The Spix’s macaw no longer flies through Brazil’s forests

Study reveals the star of Rio has probably gone extinct in the wild

The 2011 animated movie Rio followed Blu, the last remaining male Spix’s macaw as he travelled to Rio de Janeiro to find love and save his species. Sadly, an analysis by BirdLife International has revealed that the film was probably a decade late; the striking blue parrot hasn’t been seen in the wild since 2000. A sighting in 2016 – the only one this century – was probably the result of a pet escaping, so it’s thought that the species now survives only in captivity.

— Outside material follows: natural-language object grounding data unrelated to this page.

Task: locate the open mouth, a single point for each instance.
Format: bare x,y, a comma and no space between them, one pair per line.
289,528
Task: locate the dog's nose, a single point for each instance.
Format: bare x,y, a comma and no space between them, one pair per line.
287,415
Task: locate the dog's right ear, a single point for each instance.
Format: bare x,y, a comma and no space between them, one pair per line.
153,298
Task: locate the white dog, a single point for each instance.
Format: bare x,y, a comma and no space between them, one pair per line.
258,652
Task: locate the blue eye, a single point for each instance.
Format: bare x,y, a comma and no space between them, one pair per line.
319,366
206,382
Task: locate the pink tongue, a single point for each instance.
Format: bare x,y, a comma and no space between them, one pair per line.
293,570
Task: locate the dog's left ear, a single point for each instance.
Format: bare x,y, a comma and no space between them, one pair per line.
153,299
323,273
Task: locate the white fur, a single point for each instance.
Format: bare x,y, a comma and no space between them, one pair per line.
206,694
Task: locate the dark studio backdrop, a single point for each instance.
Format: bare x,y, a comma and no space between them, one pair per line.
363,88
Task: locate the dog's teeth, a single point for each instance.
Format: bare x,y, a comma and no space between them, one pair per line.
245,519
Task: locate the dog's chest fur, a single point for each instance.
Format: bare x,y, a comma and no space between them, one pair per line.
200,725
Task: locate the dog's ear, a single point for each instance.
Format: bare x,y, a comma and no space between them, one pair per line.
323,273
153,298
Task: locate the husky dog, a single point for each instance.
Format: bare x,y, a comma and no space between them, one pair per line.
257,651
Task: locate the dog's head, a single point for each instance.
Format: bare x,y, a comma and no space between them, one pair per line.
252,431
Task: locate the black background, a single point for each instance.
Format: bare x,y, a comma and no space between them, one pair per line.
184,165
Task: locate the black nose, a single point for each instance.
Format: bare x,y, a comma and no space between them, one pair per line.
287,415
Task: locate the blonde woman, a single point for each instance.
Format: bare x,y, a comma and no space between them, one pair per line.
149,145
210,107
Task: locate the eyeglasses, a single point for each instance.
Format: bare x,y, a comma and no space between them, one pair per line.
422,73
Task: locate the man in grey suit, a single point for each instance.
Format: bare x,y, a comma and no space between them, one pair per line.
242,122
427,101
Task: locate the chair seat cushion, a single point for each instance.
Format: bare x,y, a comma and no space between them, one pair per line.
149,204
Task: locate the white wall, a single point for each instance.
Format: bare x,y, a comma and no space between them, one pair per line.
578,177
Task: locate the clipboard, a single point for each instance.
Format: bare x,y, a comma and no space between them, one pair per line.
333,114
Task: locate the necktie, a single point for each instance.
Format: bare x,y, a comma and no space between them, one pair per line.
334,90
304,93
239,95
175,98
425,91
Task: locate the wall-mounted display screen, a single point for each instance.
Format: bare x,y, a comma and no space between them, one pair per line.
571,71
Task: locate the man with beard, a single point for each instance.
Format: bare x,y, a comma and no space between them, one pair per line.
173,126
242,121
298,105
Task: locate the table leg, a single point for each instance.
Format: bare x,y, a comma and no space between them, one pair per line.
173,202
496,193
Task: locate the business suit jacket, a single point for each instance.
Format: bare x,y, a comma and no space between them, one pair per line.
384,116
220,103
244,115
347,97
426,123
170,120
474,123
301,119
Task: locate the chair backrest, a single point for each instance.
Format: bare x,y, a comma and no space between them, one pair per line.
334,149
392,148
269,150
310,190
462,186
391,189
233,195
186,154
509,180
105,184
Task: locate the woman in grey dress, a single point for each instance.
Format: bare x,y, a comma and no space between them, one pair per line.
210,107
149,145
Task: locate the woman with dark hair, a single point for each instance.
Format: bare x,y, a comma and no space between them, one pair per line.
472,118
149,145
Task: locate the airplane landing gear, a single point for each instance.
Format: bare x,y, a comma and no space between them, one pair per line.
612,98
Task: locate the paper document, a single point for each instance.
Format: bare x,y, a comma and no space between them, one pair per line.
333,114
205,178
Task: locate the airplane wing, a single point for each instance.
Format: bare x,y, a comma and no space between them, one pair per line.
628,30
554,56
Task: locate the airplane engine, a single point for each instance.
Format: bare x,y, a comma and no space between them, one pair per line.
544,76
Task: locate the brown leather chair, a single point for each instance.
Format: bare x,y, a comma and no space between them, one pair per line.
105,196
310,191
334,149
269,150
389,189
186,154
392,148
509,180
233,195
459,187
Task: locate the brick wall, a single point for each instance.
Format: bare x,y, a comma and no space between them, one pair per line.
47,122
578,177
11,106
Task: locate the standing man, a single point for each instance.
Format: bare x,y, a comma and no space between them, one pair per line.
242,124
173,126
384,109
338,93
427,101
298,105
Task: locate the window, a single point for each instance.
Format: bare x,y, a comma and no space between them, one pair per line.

The study looked at 51 species currently classified as critically endangered and uncovered eight that are either perilously close to extinction or potentially already extinct in the wild. Four – including the Spix’s macaw – are native to Brazil, a country seeing increasing rates of extinction caused by deforestation. In the last few centuries, 90 per cent of bird extinctions have taken place on islands where conditions can be extreme, but habitat loss is starting to wipe out contintental species. Birds often occupy very specific niches, eating particular insects or seeds and preferring to nest in certain trees. When their habitat is lost, the birds stand little chance of survival.

While things look pretty bleak for the endearing macaw, it’s not all over just yet. Around 70 Spix’s macaws live in captivity, and there’s a chance the descendants of these birds could one day be reintroduced to the Brazilian forests. Blu may be immortalised in animation, but a huge conservation effort is needed if his species and its neighbours are to have a future.